A Hora do Angelus
"A Hora do Angelus ou Toque das Ave-Marias ou Hora das Ave-Marias, que corresponde às 6h00, 12h00 ou 18h00, relembra aos católicos, mediante meditação e orações, o momento da Anunciação - feita pelo anjo Gabriel à Virgem Maria - da concepção de Jesus Cristo, acreditada como livre do pecado original." (Wikipedia)
Hoje ouvi uma linda Ave-Maria e, de um pulo, lembrei-me da Hora do Angelus. Quando era uma garota, frequentava muito a cidade de Luz, ficando hospedada na casa dos meus avós maternos. Era muito comum irmos passar o fim de semana, toda a família. Nas férias, ficava inteirinha por lá. Meus queridos avós nos recebiam com todo o carinho e paciência.
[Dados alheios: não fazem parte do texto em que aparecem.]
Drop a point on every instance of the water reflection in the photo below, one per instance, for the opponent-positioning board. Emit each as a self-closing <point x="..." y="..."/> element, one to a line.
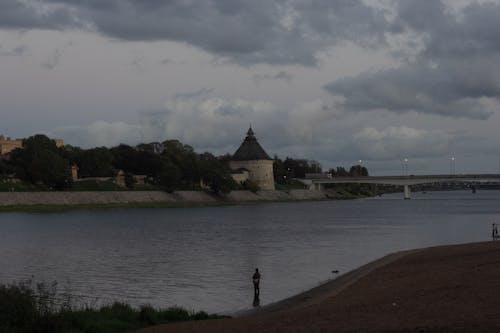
<point x="201" y="257"/>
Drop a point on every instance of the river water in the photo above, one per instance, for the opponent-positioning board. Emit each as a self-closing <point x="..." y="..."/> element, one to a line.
<point x="203" y="258"/>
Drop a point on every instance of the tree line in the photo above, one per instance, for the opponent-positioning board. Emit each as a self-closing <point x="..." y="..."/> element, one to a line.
<point x="170" y="165"/>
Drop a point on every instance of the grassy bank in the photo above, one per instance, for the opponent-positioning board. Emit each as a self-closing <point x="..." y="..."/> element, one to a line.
<point x="67" y="207"/>
<point x="39" y="308"/>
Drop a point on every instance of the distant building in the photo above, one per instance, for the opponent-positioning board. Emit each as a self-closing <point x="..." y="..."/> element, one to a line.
<point x="7" y="144"/>
<point x="251" y="162"/>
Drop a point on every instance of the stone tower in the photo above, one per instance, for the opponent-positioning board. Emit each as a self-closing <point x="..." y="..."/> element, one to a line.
<point x="251" y="157"/>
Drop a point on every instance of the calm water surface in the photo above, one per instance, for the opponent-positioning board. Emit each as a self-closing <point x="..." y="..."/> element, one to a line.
<point x="203" y="258"/>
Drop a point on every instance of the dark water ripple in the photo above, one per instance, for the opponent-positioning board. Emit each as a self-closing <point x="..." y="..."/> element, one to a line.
<point x="203" y="258"/>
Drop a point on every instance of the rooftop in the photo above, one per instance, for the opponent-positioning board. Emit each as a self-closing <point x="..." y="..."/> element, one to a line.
<point x="250" y="149"/>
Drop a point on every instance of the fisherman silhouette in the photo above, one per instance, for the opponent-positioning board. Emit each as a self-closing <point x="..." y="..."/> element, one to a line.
<point x="256" y="288"/>
<point x="256" y="282"/>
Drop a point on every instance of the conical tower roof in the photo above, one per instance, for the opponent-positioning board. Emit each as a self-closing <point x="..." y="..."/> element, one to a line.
<point x="250" y="149"/>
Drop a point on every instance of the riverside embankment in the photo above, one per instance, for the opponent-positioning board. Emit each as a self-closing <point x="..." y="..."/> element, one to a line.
<point x="146" y="198"/>
<point x="438" y="289"/>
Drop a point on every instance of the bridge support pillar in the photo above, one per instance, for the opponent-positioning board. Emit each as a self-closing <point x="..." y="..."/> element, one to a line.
<point x="407" y="192"/>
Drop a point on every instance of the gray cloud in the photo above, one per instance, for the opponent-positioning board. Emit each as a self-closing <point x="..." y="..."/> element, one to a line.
<point x="54" y="60"/>
<point x="246" y="32"/>
<point x="16" y="14"/>
<point x="456" y="73"/>
<point x="282" y="75"/>
<point x="14" y="52"/>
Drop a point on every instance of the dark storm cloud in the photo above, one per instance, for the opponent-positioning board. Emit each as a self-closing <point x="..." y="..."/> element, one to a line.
<point x="456" y="73"/>
<point x="246" y="32"/>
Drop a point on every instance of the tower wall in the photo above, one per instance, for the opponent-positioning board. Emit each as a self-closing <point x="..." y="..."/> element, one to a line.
<point x="259" y="171"/>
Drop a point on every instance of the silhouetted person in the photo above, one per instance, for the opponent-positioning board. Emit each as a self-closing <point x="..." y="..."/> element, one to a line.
<point x="256" y="300"/>
<point x="256" y="282"/>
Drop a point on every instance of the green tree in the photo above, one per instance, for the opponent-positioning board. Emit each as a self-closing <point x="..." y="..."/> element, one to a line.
<point x="39" y="161"/>
<point x="215" y="174"/>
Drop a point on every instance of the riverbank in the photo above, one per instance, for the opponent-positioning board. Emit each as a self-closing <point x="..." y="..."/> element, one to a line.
<point x="440" y="289"/>
<point x="55" y="201"/>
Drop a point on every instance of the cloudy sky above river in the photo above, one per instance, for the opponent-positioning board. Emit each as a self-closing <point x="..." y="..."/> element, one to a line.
<point x="332" y="80"/>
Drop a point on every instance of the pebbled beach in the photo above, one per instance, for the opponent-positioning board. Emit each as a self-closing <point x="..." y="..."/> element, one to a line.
<point x="439" y="289"/>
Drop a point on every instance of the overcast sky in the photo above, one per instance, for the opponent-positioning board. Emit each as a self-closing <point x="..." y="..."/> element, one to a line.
<point x="332" y="80"/>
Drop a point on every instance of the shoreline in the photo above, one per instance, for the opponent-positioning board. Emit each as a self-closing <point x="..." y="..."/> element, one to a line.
<point x="327" y="289"/>
<point x="65" y="201"/>
<point x="433" y="289"/>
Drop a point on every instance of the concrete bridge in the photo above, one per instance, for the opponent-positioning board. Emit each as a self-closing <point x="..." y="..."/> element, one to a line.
<point x="405" y="181"/>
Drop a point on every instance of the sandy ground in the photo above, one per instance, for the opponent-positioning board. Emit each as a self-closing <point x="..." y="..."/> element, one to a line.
<point x="440" y="289"/>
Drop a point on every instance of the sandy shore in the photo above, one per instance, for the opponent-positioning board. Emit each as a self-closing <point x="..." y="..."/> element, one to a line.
<point x="441" y="289"/>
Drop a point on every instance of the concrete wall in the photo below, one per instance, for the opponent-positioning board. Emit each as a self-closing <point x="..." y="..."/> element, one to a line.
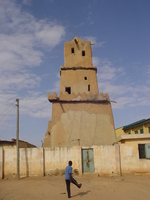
<point x="90" y="123"/>
<point x="108" y="160"/>
<point x="130" y="162"/>
<point x="57" y="158"/>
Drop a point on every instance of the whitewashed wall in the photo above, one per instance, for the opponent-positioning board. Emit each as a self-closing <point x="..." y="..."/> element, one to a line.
<point x="108" y="160"/>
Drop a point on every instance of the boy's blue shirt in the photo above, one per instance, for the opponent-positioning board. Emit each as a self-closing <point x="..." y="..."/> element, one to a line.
<point x="68" y="171"/>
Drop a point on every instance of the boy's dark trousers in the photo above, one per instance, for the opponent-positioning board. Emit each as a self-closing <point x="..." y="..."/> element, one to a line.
<point x="68" y="188"/>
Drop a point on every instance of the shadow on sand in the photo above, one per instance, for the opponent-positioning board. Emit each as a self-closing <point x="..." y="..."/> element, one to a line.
<point x="81" y="194"/>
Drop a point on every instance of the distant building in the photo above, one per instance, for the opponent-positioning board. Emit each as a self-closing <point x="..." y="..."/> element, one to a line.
<point x="12" y="143"/>
<point x="80" y="114"/>
<point x="138" y="127"/>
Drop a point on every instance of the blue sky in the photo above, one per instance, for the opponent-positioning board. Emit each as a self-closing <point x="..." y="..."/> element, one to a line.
<point x="32" y="36"/>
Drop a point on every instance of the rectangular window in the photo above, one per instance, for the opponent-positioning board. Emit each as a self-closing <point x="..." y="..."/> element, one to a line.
<point x="68" y="89"/>
<point x="144" y="151"/>
<point x="141" y="131"/>
<point x="83" y="53"/>
<point x="141" y="148"/>
<point x="72" y="50"/>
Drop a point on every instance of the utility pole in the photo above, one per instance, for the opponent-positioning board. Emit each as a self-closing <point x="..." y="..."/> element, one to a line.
<point x="17" y="138"/>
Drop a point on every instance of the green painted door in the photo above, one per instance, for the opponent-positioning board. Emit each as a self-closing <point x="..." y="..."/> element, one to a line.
<point x="87" y="160"/>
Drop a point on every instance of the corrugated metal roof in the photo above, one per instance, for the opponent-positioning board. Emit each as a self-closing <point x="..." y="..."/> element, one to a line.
<point x="142" y="121"/>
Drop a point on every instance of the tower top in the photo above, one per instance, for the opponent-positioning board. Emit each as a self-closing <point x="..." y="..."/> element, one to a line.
<point x="77" y="53"/>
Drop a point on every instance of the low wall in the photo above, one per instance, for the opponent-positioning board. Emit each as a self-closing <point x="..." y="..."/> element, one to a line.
<point x="105" y="160"/>
<point x="108" y="160"/>
<point x="130" y="162"/>
<point x="56" y="159"/>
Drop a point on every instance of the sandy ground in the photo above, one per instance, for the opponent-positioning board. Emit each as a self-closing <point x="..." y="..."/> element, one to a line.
<point x="94" y="187"/>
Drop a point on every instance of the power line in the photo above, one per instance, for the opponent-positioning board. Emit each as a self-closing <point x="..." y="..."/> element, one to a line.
<point x="3" y="130"/>
<point x="3" y="114"/>
<point x="7" y="97"/>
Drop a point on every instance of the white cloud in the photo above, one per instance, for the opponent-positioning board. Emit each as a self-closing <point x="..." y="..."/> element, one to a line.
<point x="22" y="38"/>
<point x="123" y="91"/>
<point x="36" y="105"/>
<point x="27" y="2"/>
<point x="94" y="41"/>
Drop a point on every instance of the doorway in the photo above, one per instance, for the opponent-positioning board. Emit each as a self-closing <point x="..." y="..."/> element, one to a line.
<point x="87" y="160"/>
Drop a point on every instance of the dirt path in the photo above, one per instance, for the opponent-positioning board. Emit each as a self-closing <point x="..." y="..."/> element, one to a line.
<point x="94" y="187"/>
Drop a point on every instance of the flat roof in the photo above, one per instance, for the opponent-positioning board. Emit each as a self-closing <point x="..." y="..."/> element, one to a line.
<point x="142" y="121"/>
<point x="133" y="136"/>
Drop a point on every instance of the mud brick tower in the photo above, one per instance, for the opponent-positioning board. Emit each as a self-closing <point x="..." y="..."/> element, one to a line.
<point x="80" y="114"/>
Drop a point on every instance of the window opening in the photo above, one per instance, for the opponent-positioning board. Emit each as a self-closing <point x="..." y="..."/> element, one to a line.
<point x="141" y="131"/>
<point x="68" y="89"/>
<point x="141" y="148"/>
<point x="83" y="53"/>
<point x="72" y="50"/>
<point x="144" y="151"/>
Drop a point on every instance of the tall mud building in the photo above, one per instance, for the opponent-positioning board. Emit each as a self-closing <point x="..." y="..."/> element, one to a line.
<point x="80" y="114"/>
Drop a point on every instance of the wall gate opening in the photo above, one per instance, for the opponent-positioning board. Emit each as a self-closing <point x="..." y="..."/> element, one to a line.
<point x="87" y="160"/>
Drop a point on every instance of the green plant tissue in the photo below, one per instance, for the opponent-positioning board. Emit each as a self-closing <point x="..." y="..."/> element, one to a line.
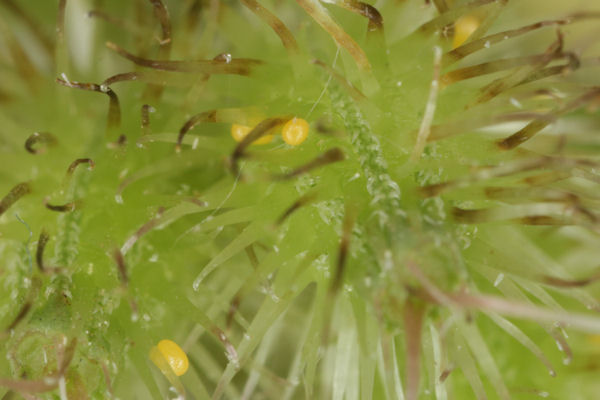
<point x="309" y="199"/>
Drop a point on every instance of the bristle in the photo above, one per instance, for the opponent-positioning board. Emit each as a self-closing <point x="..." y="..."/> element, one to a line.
<point x="13" y="195"/>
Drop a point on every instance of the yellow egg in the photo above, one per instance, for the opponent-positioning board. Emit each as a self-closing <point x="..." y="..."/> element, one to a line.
<point x="239" y="132"/>
<point x="174" y="356"/>
<point x="463" y="28"/>
<point x="295" y="131"/>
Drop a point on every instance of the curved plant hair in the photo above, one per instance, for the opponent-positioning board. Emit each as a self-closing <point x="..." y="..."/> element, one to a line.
<point x="435" y="236"/>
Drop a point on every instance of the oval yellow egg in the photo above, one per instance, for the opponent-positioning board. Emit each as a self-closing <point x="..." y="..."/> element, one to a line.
<point x="463" y="28"/>
<point x="175" y="356"/>
<point x="295" y="131"/>
<point x="239" y="132"/>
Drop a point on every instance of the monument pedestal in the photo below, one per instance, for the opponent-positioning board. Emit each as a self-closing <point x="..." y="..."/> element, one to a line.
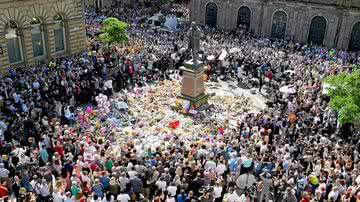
<point x="192" y="94"/>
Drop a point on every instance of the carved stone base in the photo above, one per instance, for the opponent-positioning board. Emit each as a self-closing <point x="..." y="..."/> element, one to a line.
<point x="192" y="87"/>
<point x="192" y="82"/>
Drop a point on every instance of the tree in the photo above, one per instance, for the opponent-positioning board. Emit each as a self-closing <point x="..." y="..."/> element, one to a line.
<point x="113" y="31"/>
<point x="344" y="93"/>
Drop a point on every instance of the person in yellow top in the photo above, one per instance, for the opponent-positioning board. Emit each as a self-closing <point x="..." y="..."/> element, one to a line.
<point x="314" y="181"/>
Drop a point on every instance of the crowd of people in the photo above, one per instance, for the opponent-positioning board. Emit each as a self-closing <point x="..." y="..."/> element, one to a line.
<point x="61" y="141"/>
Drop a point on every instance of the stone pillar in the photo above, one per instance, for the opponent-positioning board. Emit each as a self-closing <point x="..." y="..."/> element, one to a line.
<point x="4" y="58"/>
<point x="28" y="54"/>
<point x="192" y="86"/>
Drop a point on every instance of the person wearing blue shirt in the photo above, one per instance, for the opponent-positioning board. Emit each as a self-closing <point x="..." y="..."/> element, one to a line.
<point x="43" y="154"/>
<point x="182" y="196"/>
<point x="105" y="181"/>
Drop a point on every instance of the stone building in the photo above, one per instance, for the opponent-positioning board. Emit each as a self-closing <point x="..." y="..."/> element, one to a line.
<point x="333" y="23"/>
<point x="99" y="4"/>
<point x="37" y="30"/>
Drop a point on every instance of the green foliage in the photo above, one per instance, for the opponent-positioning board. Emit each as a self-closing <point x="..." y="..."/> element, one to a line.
<point x="113" y="31"/>
<point x="344" y="93"/>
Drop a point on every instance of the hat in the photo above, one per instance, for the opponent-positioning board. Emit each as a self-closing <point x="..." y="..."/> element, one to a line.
<point x="112" y="181"/>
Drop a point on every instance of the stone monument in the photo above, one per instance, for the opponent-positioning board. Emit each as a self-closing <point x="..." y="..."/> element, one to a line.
<point x="192" y="87"/>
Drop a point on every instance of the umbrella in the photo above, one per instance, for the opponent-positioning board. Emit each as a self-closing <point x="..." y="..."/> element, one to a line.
<point x="326" y="86"/>
<point x="122" y="105"/>
<point x="288" y="89"/>
<point x="289" y="71"/>
<point x="223" y="55"/>
<point x="210" y="57"/>
<point x="234" y="50"/>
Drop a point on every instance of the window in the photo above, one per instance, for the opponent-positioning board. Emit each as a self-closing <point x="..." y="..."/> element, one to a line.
<point x="317" y="30"/>
<point x="157" y="23"/>
<point x="59" y="33"/>
<point x="211" y="14"/>
<point x="279" y="24"/>
<point x="354" y="44"/>
<point x="37" y="37"/>
<point x="13" y="42"/>
<point x="244" y="16"/>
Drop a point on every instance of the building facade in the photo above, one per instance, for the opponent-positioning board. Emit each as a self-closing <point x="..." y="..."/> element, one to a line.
<point x="37" y="30"/>
<point x="333" y="23"/>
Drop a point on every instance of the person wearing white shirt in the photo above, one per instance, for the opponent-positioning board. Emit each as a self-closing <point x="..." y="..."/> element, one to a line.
<point x="57" y="197"/>
<point x="172" y="189"/>
<point x="161" y="184"/>
<point x="217" y="191"/>
<point x="220" y="169"/>
<point x="232" y="196"/>
<point x="123" y="197"/>
<point x="132" y="173"/>
<point x="210" y="165"/>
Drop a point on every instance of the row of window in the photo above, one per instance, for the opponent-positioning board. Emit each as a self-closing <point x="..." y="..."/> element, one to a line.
<point x="14" y="39"/>
<point x="279" y="25"/>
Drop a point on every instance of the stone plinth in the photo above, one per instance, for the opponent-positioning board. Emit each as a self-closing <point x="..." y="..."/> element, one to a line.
<point x="192" y="81"/>
<point x="192" y="87"/>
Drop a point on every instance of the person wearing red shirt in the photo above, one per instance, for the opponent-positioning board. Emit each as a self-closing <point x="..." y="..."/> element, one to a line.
<point x="59" y="149"/>
<point x="269" y="74"/>
<point x="3" y="190"/>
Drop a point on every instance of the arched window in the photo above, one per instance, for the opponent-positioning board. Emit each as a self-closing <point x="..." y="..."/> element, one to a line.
<point x="37" y="36"/>
<point x="279" y="23"/>
<point x="354" y="43"/>
<point x="317" y="30"/>
<point x="244" y="16"/>
<point x="211" y="14"/>
<point x="59" y="33"/>
<point x="13" y="42"/>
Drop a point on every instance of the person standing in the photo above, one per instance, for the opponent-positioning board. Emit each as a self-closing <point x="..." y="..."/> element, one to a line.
<point x="260" y="76"/>
<point x="267" y="182"/>
<point x="269" y="74"/>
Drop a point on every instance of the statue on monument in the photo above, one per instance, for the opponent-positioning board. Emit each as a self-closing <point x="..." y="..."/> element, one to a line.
<point x="194" y="43"/>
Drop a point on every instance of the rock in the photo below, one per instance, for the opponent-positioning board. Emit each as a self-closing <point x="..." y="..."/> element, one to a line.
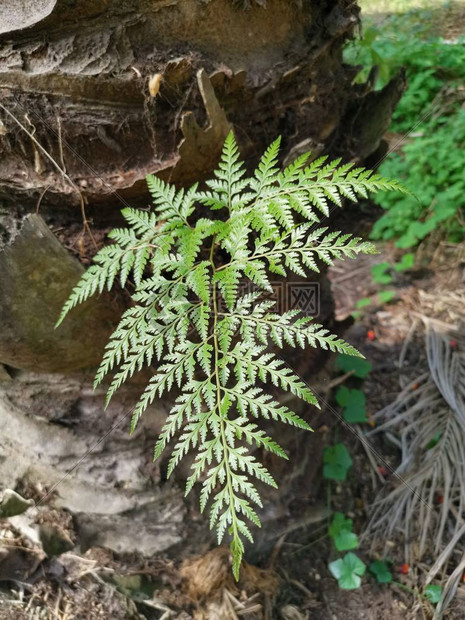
<point x="13" y="504"/>
<point x="54" y="539"/>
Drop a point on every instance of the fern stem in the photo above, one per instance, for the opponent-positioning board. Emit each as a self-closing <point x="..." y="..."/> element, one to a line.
<point x="235" y="534"/>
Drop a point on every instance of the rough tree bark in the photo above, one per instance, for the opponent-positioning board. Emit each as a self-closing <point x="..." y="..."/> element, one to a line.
<point x="94" y="95"/>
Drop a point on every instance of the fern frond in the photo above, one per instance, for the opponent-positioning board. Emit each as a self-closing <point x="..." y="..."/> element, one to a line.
<point x="183" y="262"/>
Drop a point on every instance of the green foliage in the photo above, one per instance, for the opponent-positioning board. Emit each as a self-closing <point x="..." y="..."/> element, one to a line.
<point x="381" y="571"/>
<point x="348" y="571"/>
<point x="432" y="167"/>
<point x="433" y="593"/>
<point x="336" y="462"/>
<point x="386" y="296"/>
<point x="360" y="367"/>
<point x="363" y="303"/>
<point x="218" y="348"/>
<point x="432" y="160"/>
<point x="353" y="402"/>
<point x="407" y="262"/>
<point x="340" y="532"/>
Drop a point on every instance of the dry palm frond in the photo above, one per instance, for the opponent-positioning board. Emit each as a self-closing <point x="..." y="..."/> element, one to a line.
<point x="427" y="422"/>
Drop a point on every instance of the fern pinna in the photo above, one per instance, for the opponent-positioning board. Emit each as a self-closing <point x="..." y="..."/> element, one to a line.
<point x="203" y="337"/>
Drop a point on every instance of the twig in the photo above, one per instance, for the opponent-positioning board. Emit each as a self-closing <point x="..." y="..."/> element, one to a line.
<point x="57" y="166"/>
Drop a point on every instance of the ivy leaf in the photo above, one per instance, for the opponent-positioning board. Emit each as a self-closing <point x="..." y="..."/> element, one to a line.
<point x="354" y="404"/>
<point x="348" y="571"/>
<point x="433" y="593"/>
<point x="337" y="462"/>
<point x="381" y="571"/>
<point x="341" y="533"/>
<point x="358" y="365"/>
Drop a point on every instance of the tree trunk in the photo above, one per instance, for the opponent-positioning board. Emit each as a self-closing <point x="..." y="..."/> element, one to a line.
<point x="93" y="96"/>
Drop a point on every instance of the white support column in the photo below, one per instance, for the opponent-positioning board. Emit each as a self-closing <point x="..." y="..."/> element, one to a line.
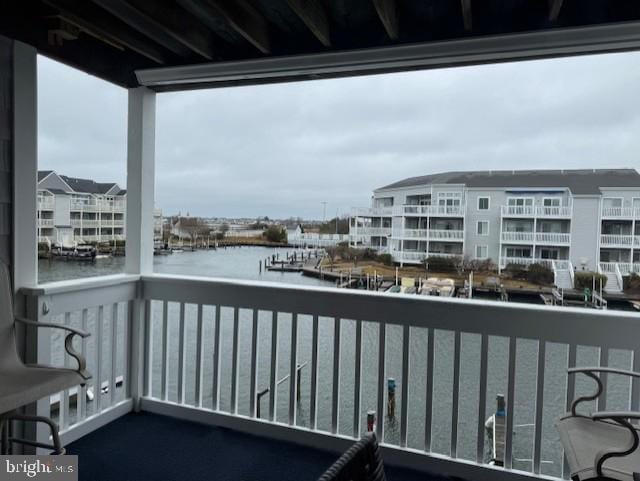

Tinha uma rotina a ser respeitada. Minha avó, que chamávamos Dindinha, pedia que nós tomássemos o banho mais cedo, para deixarmos livre o banheiro para o vovô que chegava por volta das 17:30 horas da fazenda. Lembro-me dele chegando, assobiando para os netos, que logo apareciam correndo na porta da cozinha para recebê -lo. Nós o abraçávamos, nas pernas compridas, alguém levava dele o chapéu para pendurar na chapeleira. Sentia seu cheiro de roça, cheiro de esterco, que impregna as pessoas que lidam no curral. Ele tinha somente esse cheiro, nenhum odor axiliar. Ai, que saudade dele! Daí, nós íamos para o alpendre e ficávamos esperando a Hora das Ave-Marias. Um certo senhor, apelidado de Leão, punha a tocar a bendita canção, todos os dias, exatamente às 18 horas. Já ouvi dizer que era promessa dele. Jamais faltava! A cidade inteira ouvia e, tenho certeza, punha-se de joelhos. Dindinha, muitas das vezes, estava conosco no alpendre e punha-se a rezar. Até hoje posso ouvir "Cai a tarde tristonha e serena, em macio e suave langor, despertando no meu coração, a saudade do primeiro amor...", depois do repicar dos sinos. Era a Ave-Maria, canção de Augusto Calheiros. O desmaiar do dia tinha essa melodia... Eu sentia uma ponta de melancolia !... Mas essa era a digital das tardes luzenses. A cena era um misto de tudo isso: o sol se escondendo e deixando o horizonte todo pintado de vermelho, amarelo e roxo; a canção do Angelus, o cheiro de café torrado... Quando o Leão faleceu e as tardes emudeceram, Luz perdeu seu charme... Eu descobri que amava aquela melodia. Êta saudade bendita!